First and foremost, alter and commute are mostly the same, so if you know alter you already know 90% about commute. If you replace all alter with commute, the final result of the Ref value will be the same.

Out of order commit and in order commit

The difference is how they do commit, for commute commit is out of order and alter is in order. What the order mean? If commit is in order, from the update operations to commit there should be no other transactions doing a successful commit. So in a successfully committed transaction, the updated value is the same as the committed value. If found that using the update value will cause inconsistency when committing, the whole transaction is retried. For commute, when found such inconsistency, it will not retry, it will get the most current value and do update operations again based on most current value. Thus it may out of order. The in transaction value may different with the commit value.

Because there are no retries, commute allows more concurrency than alter, the trade off is the in-transaction value is not much useful. If using alter, you can determine the oder of all successful committed transactions, which one complete first, which one complete second and so on. For commute, its impossible, the commit oder is undecidable.

Code example

(defn tid [] (.getId (Thread/currentThread)))
(defn debug
  [ msg ]
  (print (str msg (apply str (repeat (- 35 (count msg)) \space))  " tid: " (tid)  "\n"))
(def a (ref 1))
(defn do-transaction [_]
    (alter a + 1)
    (debug (str "in transaction value: " @a))
(doseq [dummyagent (range 1 6)]
  (send-off (agent  dummyagent) do-transaction)

From the output

in transaction value: 2             tid: 12
in transaction value: 3             tid: 15
in transaction value: 3             tid: 14
in transaction value: 3             tid: 11
in transaction value: 4             tid: 15
in transaction value: 5             tid: 13
in transaction value: 6             tid: 14

We can see the commit order is thread id 12 11 15 13 14, thread 15 and 14 retried.
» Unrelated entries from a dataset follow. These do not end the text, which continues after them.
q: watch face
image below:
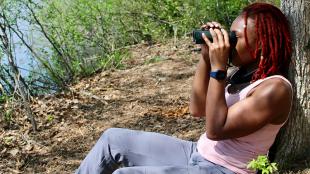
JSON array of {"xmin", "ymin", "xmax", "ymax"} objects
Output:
[{"xmin": 217, "ymin": 72, "xmax": 226, "ymax": 79}]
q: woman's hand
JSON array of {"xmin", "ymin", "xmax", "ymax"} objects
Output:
[
  {"xmin": 200, "ymin": 22, "xmax": 221, "ymax": 63},
  {"xmin": 201, "ymin": 22, "xmax": 230, "ymax": 71}
]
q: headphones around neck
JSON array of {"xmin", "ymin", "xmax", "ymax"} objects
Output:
[{"xmin": 227, "ymin": 67, "xmax": 257, "ymax": 85}]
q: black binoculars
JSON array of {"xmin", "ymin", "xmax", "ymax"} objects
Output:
[{"xmin": 192, "ymin": 30, "xmax": 237, "ymax": 46}]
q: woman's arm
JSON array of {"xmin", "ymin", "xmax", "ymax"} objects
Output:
[
  {"xmin": 189, "ymin": 51, "xmax": 211, "ymax": 117},
  {"xmin": 189, "ymin": 22, "xmax": 220, "ymax": 117}
]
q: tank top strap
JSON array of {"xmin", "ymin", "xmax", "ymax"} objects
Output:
[{"xmin": 262, "ymin": 75, "xmax": 293, "ymax": 90}]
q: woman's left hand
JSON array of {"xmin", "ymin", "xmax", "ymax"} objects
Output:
[{"xmin": 201, "ymin": 26, "xmax": 230, "ymax": 71}]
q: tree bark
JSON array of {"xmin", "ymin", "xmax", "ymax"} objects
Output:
[{"xmin": 272, "ymin": 0, "xmax": 310, "ymax": 169}]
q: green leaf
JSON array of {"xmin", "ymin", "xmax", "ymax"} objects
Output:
[
  {"xmin": 262, "ymin": 169, "xmax": 269, "ymax": 174},
  {"xmin": 247, "ymin": 155, "xmax": 278, "ymax": 173},
  {"xmin": 46, "ymin": 114, "xmax": 54, "ymax": 122}
]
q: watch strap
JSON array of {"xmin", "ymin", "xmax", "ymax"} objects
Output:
[{"xmin": 210, "ymin": 70, "xmax": 227, "ymax": 80}]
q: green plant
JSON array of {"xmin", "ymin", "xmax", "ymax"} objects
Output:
[
  {"xmin": 144, "ymin": 56, "xmax": 164, "ymax": 65},
  {"xmin": 0, "ymin": 94, "xmax": 9, "ymax": 103},
  {"xmin": 100, "ymin": 50, "xmax": 129, "ymax": 70},
  {"xmin": 247, "ymin": 155, "xmax": 278, "ymax": 174},
  {"xmin": 4, "ymin": 109, "xmax": 13, "ymax": 123},
  {"xmin": 0, "ymin": 94, "xmax": 14, "ymax": 123},
  {"xmin": 3, "ymin": 136, "xmax": 15, "ymax": 145},
  {"xmin": 46, "ymin": 114, "xmax": 54, "ymax": 122}
]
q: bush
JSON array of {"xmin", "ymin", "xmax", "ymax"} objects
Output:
[{"xmin": 36, "ymin": 0, "xmax": 250, "ymax": 77}]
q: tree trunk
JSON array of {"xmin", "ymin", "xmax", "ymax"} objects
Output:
[{"xmin": 272, "ymin": 0, "xmax": 310, "ymax": 169}]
If we replace alter with commute.

(defn do-transaction [_]
    (commute a + 1)
    (debug (str "in transaction value: " @a))

The output will be

in transaction value: 2             tid: 17
in transaction value: 2             tid: 20
in transaction value: 2             tid: 19
in transaction value: 2             tid: 18
in transaction value: 2             tid: 16
user=> @a

Each transaction run only once, at start of all transactions, they see the same snapshot, but the order of committing can be any order.